6. The Texans lost three straight games after winning the AFC South. The last loss was to the Titans, during which Yates went out with the shoulder problem. Fortunately, the injury was not to his throwing arm and Yates has reportedly “looked good” in practice. Still, one has to worry about some Bengals linebacker intentionally trying to turn the young Yates’ non-throwing shoulder into a piece of battered meat. Jake DelHomme, who was signed after the Houston quarterback battering began, started for the first time as the Texans’ fourth-string quarterback last Sunday. DelHomme is a Ragin’ Cajun who played for University of Louisiana-Lafayette and led the Carolina Panthers to a one-point Super Bowl loss in 2003. He steered the Texans, during the meaningless game with Tennessee, to a last-second comeback. However, the Texans lost when they failed to convert a two-point conversion.

Houston has, for several years, had the reputation of failing to seal the deal. That has been an occasional problem this year although they finished the regular season with a 10-6 record. Still, the Texans can often make one’s blood pressure travel in directions that it shouldn’t.

Andre Johnson should be back Saturday against Cincy as should Yates and Arian Foster, who is one of the NFL’s tip-top running backs with almost 1,225 rushing yards this year. “Depth” be thy name of Houston’s backfield, what with Foster, Derrick Ward and Ben Tate, the latter who was just shy of rushing 1,000 yards during the regular season. Other major offensive threats to the Bengals will include receivers Owen Daniels, Kevin Walter and Joel Dreessen not to mention the Pro-Bowl-snubbed Houston offensive line.

Defensive coordinator Wade Phillips will, for the second week in a row, call defensive plays from a press box as he is still recovering from kidney and gall bladder surgery. News accounts say his dad, coaching legend Bum Phillips, told friends the defensive coordinator and former Dallas Cowboys head coach had a tumor “the size of a volleyball” removed from his kidney and gallbladder. Coach Gary Kubiak said the younger Phillips is doing well but would like a more comfortable chair in which to sit on Saturday. If anyone deserves a better chair, it’s Phillips. A lesser-experienced, more ego-involved coach might have felt deflated after being cast adrift by Somebody’s Team — Dallas. But Wade P. bounced right back in Houston and has put together one of the top three defenses in the NFL. While that defense may have faltered a slight bit in the past couple of weeks, they still are solid and have seen Bengals QB Andy Dalton and his offensive squad before.
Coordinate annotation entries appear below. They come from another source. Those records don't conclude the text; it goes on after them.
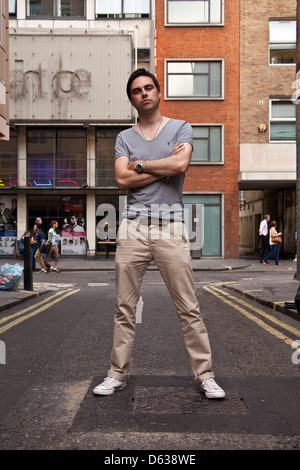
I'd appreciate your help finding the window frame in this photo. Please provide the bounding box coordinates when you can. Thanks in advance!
[190,123,224,166]
[8,0,17,18]
[26,126,88,189]
[269,98,297,143]
[164,58,225,101]
[268,19,297,67]
[164,0,225,27]
[183,191,224,258]
[25,0,87,21]
[95,0,151,21]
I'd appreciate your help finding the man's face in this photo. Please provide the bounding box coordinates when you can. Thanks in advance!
[130,76,161,113]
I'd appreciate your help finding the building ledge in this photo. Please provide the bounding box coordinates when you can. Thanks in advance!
[238,171,297,190]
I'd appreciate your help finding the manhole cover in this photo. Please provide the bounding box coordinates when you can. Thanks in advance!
[128,385,248,414]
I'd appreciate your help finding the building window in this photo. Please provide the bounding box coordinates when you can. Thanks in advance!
[0,130,18,188]
[26,0,85,18]
[269,21,296,65]
[191,125,223,163]
[166,0,223,25]
[183,194,222,256]
[166,60,223,99]
[96,127,123,188]
[270,100,296,141]
[8,0,17,17]
[27,129,87,188]
[95,0,150,19]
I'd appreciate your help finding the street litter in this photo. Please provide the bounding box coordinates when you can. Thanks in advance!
[0,263,23,290]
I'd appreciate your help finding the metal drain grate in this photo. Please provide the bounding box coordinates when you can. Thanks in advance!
[128,385,248,414]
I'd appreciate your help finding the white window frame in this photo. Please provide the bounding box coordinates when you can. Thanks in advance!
[164,57,225,101]
[268,20,297,67]
[95,0,151,20]
[164,0,225,27]
[190,123,224,166]
[269,98,296,144]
There is really nothing in particular that points toward why the Texans should lose Saturday but the Bengals are a slight favorite. I think most are expecting another close game between Houston and Cincy. So I should join the crowd and likewise expect something like a 24-20 game in favor of the Bengals. But what the heck, if you can dream, why not dream.

I pick Houston in a 45-12 screen pass/ground attack fest. And if I’m wrong? I don’t really know anything about football anyway.